Bila tak disiapkan dari sekarang maka mekanik pada pembangkit-pembangkit baru bisa saja diisi tenaga kerja asing, apalagi sebagian besar proyek 35.000 MW yang dicanangkan pemerintah, mayoritas ditawarkan ke investor.
PT Pembangkitan Jawa-Bali (PJB) sebagai anak usaha PT Perusahaan Listrik Negara (PLN) yang bergerak di bidang pembangkitan, memiliki jurus agar pembangkit baru yang dibangun dan dikelola PJB tidak diisi pekerja asing.
SCROLL TO CONTINUE WITH CONTENT
Untuk level tenaga operator dan regu pemeliharaan, PJB menggandeng perguruan tinggi melakukan perekrutan dan pelatihan lulusan Sekolah Menengah Kejuruan (SMK) di sekitar pembangkit. Mereka akan dilatih di dalam kelas hingga di lapangan selama 1 tahun.
"Lulusan SMK di sekitar pembangkit PJB kita didik. Kita minta mereka daftar, seleksi satu angkatan 60 orang. Kita kerjasama dengan perguruan tinggi. Mereka akan menjalani pendidikan 6 bulan di kelas dan 6 bulan di lapangan,β kata Direktur Utama PJB, Muljo Adji kepada detikFinance, Rabu (7/10/2015).
Setelah 1 tahun, mereka akan memperoleh ijazah atau sertifikat. Para peserta, setelah lulus diberi opsi untuk bekerja di area pembangkit milik PJB atau di tempat lain.
Mayoritas lulusan, kata Muljo, memilih bekerja pada pembangkit milik PJB. Program ini terbukti efektif memberdayakan masyarakat dan meredam isu sosial di sekitar area pembangkitan milik PJB.
"Kalau yang kerja di power plant adalah warga sekitar maka minimal keluarga, tetangga, orang tua merasa keberadaan power plant sangat bermanfaat. Mereka mau jaga sehingga selama ini situasi pembangkit PJB nggak ada masalah sosial," ujarnya.

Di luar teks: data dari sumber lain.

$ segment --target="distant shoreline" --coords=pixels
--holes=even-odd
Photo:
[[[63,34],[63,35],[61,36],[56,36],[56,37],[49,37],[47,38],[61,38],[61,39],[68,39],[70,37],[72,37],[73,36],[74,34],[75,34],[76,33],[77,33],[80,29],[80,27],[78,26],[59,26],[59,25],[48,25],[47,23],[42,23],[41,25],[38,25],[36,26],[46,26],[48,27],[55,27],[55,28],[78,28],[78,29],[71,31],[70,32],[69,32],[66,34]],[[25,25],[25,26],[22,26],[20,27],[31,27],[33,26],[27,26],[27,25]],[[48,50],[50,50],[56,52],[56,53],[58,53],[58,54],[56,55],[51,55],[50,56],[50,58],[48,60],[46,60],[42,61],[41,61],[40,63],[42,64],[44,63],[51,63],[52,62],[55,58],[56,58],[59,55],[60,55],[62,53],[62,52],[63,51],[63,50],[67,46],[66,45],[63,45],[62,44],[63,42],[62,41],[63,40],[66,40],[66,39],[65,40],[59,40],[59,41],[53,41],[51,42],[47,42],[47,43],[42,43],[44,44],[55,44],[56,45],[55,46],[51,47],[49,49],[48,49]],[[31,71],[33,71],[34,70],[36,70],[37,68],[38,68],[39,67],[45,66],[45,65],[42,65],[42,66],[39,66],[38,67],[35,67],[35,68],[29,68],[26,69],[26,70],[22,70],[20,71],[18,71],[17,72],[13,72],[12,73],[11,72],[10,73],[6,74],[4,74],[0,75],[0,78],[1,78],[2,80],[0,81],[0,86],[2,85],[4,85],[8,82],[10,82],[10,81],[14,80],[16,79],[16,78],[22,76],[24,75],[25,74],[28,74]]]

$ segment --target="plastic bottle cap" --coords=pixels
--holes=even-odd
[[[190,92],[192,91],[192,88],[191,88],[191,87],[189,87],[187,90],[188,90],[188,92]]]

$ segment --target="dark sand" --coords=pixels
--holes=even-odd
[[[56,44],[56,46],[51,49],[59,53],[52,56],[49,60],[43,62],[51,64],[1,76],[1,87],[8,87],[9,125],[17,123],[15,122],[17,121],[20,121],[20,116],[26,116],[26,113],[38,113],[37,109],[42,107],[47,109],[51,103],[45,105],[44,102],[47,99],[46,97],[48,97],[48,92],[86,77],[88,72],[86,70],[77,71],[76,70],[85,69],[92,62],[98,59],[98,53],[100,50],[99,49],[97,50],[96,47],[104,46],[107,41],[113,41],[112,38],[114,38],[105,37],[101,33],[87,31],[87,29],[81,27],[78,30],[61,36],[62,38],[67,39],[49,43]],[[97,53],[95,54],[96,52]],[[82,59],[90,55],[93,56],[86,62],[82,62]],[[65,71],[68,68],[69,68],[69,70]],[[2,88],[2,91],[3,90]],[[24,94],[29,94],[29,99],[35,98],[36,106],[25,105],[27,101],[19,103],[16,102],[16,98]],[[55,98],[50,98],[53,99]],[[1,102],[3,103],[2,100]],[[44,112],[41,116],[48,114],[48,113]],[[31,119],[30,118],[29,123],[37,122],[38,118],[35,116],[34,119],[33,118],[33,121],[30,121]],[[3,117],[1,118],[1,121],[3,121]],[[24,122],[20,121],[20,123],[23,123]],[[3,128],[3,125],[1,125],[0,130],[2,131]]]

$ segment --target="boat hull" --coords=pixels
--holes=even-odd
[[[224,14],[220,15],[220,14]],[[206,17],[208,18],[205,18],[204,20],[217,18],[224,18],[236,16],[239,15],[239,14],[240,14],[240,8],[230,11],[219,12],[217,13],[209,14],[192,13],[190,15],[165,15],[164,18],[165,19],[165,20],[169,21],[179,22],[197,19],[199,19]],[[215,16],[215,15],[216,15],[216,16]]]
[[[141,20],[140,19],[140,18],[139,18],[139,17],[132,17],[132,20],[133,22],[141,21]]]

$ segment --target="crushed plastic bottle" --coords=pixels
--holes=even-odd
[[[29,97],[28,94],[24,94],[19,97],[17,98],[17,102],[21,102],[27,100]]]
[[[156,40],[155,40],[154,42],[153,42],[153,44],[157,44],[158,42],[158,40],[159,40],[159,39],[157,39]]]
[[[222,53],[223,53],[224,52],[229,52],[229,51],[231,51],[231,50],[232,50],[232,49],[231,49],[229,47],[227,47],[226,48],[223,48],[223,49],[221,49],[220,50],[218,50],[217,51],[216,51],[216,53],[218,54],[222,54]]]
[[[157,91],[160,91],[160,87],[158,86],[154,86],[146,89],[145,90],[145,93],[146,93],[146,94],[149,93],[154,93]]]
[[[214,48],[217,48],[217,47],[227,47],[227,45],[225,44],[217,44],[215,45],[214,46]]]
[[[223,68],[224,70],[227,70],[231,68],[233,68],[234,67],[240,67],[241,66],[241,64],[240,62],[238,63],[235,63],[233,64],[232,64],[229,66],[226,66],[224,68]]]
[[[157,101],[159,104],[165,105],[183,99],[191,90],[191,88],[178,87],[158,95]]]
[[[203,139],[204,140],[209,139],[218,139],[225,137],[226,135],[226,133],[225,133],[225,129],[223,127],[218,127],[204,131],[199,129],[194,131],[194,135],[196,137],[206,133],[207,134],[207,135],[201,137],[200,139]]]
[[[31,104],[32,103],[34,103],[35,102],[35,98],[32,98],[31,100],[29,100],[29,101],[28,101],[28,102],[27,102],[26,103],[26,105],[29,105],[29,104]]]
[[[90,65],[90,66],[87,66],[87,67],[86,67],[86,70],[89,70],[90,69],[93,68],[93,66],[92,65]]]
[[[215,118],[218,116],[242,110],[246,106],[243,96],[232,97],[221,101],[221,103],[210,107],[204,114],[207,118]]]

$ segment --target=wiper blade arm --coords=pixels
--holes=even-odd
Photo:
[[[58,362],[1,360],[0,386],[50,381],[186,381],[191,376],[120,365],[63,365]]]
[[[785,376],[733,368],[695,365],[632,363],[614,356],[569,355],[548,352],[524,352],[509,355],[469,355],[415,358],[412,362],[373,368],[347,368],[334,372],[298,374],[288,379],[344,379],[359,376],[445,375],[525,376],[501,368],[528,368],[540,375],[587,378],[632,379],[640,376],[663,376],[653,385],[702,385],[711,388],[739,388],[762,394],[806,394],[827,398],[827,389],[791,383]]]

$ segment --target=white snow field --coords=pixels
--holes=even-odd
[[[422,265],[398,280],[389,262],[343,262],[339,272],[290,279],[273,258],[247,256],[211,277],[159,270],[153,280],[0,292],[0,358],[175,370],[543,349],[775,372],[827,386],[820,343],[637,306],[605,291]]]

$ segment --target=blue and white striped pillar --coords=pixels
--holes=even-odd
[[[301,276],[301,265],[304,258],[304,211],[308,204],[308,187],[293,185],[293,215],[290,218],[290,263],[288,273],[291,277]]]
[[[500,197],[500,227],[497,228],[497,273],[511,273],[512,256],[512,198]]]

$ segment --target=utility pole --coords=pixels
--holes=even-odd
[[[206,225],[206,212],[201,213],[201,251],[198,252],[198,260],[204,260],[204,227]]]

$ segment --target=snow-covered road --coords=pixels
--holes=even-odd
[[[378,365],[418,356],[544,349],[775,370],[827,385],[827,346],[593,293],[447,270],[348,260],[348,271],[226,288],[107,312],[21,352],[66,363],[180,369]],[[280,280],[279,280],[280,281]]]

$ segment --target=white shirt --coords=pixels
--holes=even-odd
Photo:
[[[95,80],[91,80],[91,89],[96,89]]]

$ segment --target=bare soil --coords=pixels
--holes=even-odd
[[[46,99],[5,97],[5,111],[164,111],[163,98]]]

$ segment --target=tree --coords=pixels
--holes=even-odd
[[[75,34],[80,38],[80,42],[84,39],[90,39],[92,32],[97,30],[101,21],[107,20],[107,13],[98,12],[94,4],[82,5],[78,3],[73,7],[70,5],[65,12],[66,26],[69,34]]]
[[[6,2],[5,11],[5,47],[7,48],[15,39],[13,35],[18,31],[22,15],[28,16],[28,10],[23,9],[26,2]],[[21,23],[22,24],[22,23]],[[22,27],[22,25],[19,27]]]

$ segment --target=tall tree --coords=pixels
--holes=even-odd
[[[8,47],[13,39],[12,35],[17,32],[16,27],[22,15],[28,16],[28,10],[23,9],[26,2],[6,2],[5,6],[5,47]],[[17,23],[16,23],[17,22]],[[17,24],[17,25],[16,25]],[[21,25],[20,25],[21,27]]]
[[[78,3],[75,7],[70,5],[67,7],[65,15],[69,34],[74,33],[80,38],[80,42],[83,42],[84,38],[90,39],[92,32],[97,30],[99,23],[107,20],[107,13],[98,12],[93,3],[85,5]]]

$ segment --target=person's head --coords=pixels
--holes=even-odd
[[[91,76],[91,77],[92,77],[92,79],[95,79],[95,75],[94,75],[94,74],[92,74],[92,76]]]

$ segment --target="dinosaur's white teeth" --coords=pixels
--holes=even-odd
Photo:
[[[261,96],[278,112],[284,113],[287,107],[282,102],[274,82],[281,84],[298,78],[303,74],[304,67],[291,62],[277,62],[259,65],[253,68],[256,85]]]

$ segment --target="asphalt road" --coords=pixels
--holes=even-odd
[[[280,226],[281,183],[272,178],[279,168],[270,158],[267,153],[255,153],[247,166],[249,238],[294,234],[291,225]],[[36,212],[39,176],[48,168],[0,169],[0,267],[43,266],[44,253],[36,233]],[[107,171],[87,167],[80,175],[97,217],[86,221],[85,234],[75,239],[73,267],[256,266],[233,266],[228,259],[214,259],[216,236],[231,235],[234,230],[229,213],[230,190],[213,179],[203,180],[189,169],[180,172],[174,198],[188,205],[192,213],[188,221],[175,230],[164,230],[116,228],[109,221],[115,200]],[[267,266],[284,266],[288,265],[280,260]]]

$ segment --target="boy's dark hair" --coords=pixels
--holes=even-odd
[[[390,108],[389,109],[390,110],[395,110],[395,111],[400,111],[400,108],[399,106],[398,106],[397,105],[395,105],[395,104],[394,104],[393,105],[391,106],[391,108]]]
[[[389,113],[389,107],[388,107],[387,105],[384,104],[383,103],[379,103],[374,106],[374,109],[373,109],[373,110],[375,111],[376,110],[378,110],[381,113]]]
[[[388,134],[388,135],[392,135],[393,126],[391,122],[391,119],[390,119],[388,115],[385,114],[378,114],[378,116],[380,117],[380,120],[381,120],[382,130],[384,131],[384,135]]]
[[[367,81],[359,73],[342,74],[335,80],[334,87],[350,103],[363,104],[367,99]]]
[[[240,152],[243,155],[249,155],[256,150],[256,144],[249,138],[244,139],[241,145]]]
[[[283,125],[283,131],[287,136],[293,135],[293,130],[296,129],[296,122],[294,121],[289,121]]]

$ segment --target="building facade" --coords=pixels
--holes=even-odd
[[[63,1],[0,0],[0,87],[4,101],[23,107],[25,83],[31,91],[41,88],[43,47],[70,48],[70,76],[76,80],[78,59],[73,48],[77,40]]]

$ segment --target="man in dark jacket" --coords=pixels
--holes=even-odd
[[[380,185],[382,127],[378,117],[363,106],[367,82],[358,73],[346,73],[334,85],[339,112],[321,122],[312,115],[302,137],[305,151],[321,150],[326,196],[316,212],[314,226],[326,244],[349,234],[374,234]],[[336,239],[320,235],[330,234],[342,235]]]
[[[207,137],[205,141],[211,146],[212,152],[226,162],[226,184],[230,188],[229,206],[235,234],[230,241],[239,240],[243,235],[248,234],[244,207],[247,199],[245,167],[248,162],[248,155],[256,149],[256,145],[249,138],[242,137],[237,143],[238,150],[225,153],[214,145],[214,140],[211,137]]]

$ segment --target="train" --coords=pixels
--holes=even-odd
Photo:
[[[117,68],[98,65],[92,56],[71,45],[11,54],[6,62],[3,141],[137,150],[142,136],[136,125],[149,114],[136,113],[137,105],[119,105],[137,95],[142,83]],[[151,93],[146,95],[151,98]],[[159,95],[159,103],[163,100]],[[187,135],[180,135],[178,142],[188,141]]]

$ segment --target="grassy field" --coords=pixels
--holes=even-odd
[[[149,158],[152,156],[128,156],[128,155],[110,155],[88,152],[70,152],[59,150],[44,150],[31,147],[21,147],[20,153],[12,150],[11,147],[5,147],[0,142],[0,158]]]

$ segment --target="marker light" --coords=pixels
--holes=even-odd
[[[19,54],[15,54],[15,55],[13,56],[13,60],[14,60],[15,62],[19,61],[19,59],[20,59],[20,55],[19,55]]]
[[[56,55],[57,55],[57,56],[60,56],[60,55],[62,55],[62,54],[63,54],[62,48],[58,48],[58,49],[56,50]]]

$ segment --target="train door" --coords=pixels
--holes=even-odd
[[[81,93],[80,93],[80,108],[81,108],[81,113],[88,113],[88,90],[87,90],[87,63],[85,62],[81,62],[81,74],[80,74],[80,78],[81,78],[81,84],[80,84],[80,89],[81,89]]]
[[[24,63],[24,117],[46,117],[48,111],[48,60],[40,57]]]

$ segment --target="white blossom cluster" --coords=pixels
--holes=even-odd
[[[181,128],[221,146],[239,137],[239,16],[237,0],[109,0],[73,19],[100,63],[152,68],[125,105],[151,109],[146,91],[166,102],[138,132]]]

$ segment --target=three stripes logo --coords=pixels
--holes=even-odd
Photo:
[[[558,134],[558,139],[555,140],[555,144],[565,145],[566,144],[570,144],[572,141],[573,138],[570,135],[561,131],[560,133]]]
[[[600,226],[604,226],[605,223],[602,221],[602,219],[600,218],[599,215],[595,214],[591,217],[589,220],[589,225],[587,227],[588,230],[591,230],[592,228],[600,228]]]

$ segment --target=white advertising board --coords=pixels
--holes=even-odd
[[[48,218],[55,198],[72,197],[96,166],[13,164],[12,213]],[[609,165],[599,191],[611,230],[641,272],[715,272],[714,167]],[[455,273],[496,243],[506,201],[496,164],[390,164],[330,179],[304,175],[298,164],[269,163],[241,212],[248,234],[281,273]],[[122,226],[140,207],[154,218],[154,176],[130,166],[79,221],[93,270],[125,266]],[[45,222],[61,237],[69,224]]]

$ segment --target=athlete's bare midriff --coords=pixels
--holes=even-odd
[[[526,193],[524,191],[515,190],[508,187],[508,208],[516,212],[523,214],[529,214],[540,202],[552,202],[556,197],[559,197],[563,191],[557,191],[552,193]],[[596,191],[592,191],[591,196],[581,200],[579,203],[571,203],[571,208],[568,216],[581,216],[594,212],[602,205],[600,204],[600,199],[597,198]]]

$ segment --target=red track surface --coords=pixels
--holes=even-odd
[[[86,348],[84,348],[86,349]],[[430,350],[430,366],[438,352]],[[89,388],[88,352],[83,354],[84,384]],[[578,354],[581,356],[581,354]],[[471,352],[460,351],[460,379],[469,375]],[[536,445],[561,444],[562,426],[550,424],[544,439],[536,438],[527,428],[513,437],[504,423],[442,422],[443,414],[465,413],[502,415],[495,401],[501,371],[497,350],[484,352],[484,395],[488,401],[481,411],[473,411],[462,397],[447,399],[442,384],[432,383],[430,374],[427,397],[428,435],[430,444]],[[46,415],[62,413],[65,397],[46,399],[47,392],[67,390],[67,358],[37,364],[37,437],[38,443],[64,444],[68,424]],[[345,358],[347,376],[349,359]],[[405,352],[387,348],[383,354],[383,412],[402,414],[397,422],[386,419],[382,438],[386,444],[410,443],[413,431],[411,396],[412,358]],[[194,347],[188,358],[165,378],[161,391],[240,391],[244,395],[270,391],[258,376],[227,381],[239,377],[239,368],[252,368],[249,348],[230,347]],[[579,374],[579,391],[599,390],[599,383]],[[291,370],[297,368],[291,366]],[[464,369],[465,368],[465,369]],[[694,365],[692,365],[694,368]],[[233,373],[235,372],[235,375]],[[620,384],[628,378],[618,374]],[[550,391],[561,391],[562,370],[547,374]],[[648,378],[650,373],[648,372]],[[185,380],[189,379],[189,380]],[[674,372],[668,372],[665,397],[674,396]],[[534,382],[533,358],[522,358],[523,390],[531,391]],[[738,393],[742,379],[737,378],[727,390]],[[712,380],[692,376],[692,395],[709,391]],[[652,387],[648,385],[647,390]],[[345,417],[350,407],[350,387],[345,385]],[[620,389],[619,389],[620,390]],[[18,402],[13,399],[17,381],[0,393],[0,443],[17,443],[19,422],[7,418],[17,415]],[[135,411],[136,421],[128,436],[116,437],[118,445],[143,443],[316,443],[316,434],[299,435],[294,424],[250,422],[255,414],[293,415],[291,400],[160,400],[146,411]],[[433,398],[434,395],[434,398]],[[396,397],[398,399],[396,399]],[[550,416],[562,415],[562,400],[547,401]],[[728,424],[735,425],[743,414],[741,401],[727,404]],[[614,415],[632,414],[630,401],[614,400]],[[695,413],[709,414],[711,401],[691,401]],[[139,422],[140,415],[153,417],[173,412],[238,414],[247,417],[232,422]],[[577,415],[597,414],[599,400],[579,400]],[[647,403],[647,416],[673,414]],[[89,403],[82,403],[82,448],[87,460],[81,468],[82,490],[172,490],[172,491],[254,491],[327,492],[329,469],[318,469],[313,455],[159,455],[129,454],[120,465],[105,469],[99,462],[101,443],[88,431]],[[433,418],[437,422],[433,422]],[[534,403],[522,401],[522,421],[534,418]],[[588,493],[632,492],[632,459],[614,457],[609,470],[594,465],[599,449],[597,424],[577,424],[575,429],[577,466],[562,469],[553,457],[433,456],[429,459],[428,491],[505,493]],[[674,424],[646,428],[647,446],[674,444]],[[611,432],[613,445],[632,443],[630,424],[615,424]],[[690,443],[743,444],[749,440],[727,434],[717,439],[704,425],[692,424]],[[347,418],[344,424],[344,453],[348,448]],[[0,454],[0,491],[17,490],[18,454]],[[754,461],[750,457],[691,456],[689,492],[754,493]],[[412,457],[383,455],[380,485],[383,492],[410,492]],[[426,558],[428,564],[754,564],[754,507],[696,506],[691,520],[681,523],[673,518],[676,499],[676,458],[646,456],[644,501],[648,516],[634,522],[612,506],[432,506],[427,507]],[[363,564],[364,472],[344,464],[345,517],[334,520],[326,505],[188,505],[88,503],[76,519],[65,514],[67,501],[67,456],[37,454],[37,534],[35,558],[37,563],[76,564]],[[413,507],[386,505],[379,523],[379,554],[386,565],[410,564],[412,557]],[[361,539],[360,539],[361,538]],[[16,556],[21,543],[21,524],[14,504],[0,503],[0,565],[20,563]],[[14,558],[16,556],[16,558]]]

Untuk tenaga kerja level insinyur atau engineer, PJB melakukan penerimaan karyawan dengan jalur karir. PJB menarik lulusan perguruan tinggi bergelar sarjana hingga master. Mereka juga akan didik untuk dipersiapkan menjadi manager hingga pimpinan tertinggi.
Muljo mengaku, tenaga kerja lokal terbukti mampu mengoperasikan dan merawat pembangkit. Opsi menarik tenaga kerja asing hanya dilakukan bila investor menggandeng PJB pada proyek Independent Power Plant (IPP) berteknologi baru dan kapasitasnya di atas kapasitas pembangkit milik PJB. Proses tersebut hanya dibatasi maksimal 1 tahun sambil menjalani skema transfer teknologi.
"Kita berjuang, jadi setiap IPP harusnya libatkan warga lokal, nggak boleh nggak libatkan local people. Kalau saya ngotot disitu kenapa PJB ikut di 35.000 walau share kecil, saya mau operation and maintenance di PJB karena libatkan local people, kalau nggak begitu kasian," tuturnya.
Cara lain, PJB mengirimkan tenaga kerja terbaiknya belajar tentang pengelolaan pembangkit ke beberapa negara yang telah berpengalaman mengembangkan pembangkit. Langkah ini dilakukan sebelum pembangkit generesi terbaru dioperasikan dan dirawat oleh PJB.
"Kita pasti ada Jawa 7 dengan kapasitas 2 X 1.000 MW. PJB telah trainingkan pegawainya ke Jepang, Korea sama ke China. Kita kirim setiap negara 20-25 orang," paparnya.